The result is that the content mix on audio platforms is starting to look less like the curated library of Netflix and more like the infinite hotch-potch of YouTube.
Need to learn fast
Unlike other social networks, however, audio platforms have little experience in moderating content.
They need to learn fast. The vaccines bust-up is their first taste of an argument that other social networks have grappled with for years and which is now coming to audio. On the one hand, most consumers want protection from the most harmful content, the best example being the incitement to violence, which even America’s First Amendment condemns.
Facebook was used to foment genocide in Myanmar: one day audio might be, too. On the other hand, few want tech executives to become censors.
Plenty of good music features bad language, disturbing ideas and violence. Some podcasts will stoke controversy. Free speech must be the default.
Transparency first
The starting point is transparency, which the audio platforms sorely lack. Spotify published its “platform rules” only following the Rogan explosion. Apple, the next-biggest streamer, has content guidelines for podcasts but a rough style guide for music.
Amazon, the third-largest, has published even less in the way of rules.
And whereas Facebook and co release regular reports on what content they have taken down and why, the audio streamers are opaque.
Amid the Rogan crisis, Spotify casually mentioned that it had removed 20,000 other podcast episodes over Covid misinformation.
What else is it taking down? No one knows.
Liberals are rightly wary of more moderation online. Count us among them. But clear, predictable rules can protect speech as much as containing it.

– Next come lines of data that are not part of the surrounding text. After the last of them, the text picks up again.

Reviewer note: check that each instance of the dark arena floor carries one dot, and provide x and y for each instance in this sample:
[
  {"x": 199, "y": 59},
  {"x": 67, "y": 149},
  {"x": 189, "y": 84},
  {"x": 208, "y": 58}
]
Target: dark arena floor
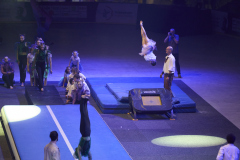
[{"x": 210, "y": 77}]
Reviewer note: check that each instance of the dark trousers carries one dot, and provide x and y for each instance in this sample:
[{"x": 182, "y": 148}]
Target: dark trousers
[
  {"x": 8, "y": 79},
  {"x": 176, "y": 56},
  {"x": 168, "y": 82},
  {"x": 40, "y": 67},
  {"x": 22, "y": 67},
  {"x": 85, "y": 129}
]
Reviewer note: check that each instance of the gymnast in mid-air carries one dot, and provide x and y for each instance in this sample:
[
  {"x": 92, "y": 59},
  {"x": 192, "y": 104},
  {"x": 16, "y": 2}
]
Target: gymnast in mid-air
[{"x": 148, "y": 46}]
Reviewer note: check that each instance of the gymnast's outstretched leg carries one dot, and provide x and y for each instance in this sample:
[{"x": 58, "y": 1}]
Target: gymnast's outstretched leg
[{"x": 148, "y": 46}]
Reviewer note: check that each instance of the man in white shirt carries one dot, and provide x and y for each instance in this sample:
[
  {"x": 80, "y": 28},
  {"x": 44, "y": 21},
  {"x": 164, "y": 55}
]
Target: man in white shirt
[
  {"x": 168, "y": 69},
  {"x": 228, "y": 151},
  {"x": 51, "y": 150}
]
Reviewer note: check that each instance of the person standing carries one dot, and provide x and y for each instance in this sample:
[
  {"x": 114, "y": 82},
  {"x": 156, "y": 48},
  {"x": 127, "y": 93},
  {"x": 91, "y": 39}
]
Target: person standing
[
  {"x": 173, "y": 40},
  {"x": 228, "y": 151},
  {"x": 51, "y": 150},
  {"x": 168, "y": 69},
  {"x": 84, "y": 145},
  {"x": 40, "y": 63},
  {"x": 8, "y": 72},
  {"x": 22, "y": 51}
]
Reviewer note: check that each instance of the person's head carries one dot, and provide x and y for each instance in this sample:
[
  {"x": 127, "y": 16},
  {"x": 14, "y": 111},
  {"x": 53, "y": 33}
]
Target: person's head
[
  {"x": 153, "y": 62},
  {"x": 71, "y": 80},
  {"x": 80, "y": 83},
  {"x": 6, "y": 59},
  {"x": 54, "y": 136},
  {"x": 169, "y": 50},
  {"x": 31, "y": 49},
  {"x": 231, "y": 138},
  {"x": 42, "y": 46},
  {"x": 75, "y": 53},
  {"x": 76, "y": 78},
  {"x": 67, "y": 70},
  {"x": 172, "y": 31},
  {"x": 39, "y": 41},
  {"x": 22, "y": 37}
]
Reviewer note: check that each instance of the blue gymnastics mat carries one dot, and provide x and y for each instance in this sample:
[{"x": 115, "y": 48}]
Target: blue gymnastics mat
[
  {"x": 28, "y": 128},
  {"x": 111, "y": 93}
]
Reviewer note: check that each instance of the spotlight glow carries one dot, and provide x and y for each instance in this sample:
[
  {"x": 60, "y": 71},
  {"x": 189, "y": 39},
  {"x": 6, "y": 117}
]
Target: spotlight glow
[
  {"x": 16, "y": 113},
  {"x": 189, "y": 141}
]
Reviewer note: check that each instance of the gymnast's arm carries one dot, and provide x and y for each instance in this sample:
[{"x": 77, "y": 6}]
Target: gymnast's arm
[{"x": 143, "y": 34}]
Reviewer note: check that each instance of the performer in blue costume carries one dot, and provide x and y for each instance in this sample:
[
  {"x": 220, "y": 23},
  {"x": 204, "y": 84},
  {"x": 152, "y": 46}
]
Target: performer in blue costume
[{"x": 148, "y": 46}]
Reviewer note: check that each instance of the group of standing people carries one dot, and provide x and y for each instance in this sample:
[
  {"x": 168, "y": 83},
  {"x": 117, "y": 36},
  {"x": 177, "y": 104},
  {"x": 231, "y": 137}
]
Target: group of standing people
[{"x": 35, "y": 58}]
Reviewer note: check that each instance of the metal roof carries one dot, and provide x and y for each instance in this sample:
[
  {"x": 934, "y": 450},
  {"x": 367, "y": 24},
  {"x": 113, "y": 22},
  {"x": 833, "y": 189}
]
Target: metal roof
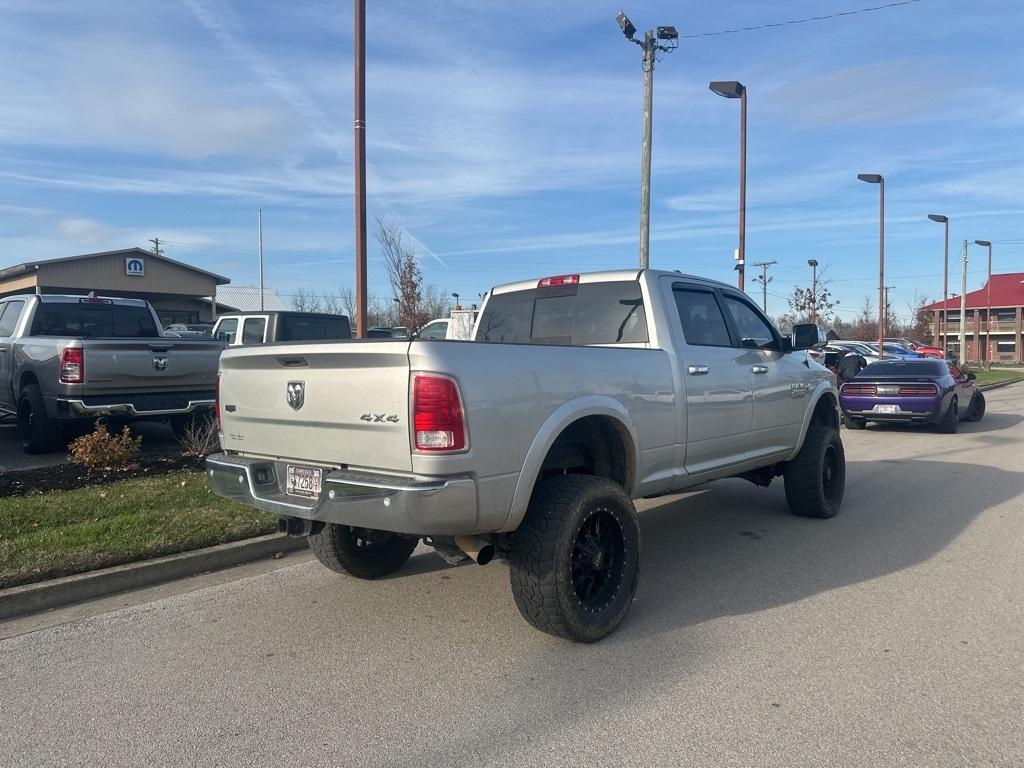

Rules determine not just what is banned, but also help defend what is allowed. Facebook’s arm’s-length “oversight board” routinely orders the social network to restore deleted posts, if it determines that they fell within its rules.
The social networks are far from perfect, but rules that are open to public scrutiny can gradually be improved on.
By contrast, the failure to spell out what is and isn’t allowed risks having a chilling effect, in which people steer clear of controversy.
Amateur podcasters may choose not to risk debating the efficacy of vaccines, for example, knowing that 20,000 others have been deleted for overstepping invisible lines drawn around the subject by an unpredictable censor.
Not your average podcaster
Worse, the lack of well-defined rules encourages an ongoing free-for-all of the sort seen this week, in which critics hope that by withdrawing their business or shouting loudly enough, they can force companies to cancel acts that they disapprove of.
With his Spotify contract, Mr Rogan is not your average podcaster. But the dispute his show has started should be seen as a warning to Spotify and its fellow streamers of wider arguments that lie ahead. Facebook, Twitter and other social networks have long been the focus of fury over what kinds of speech they do and do not allow.
As platforms like Spotify open their gates to more user-generated content, the same free-speech battles are coming to audio. Streamers should get their rules ready now, and prepare for the next, inevitable explosion.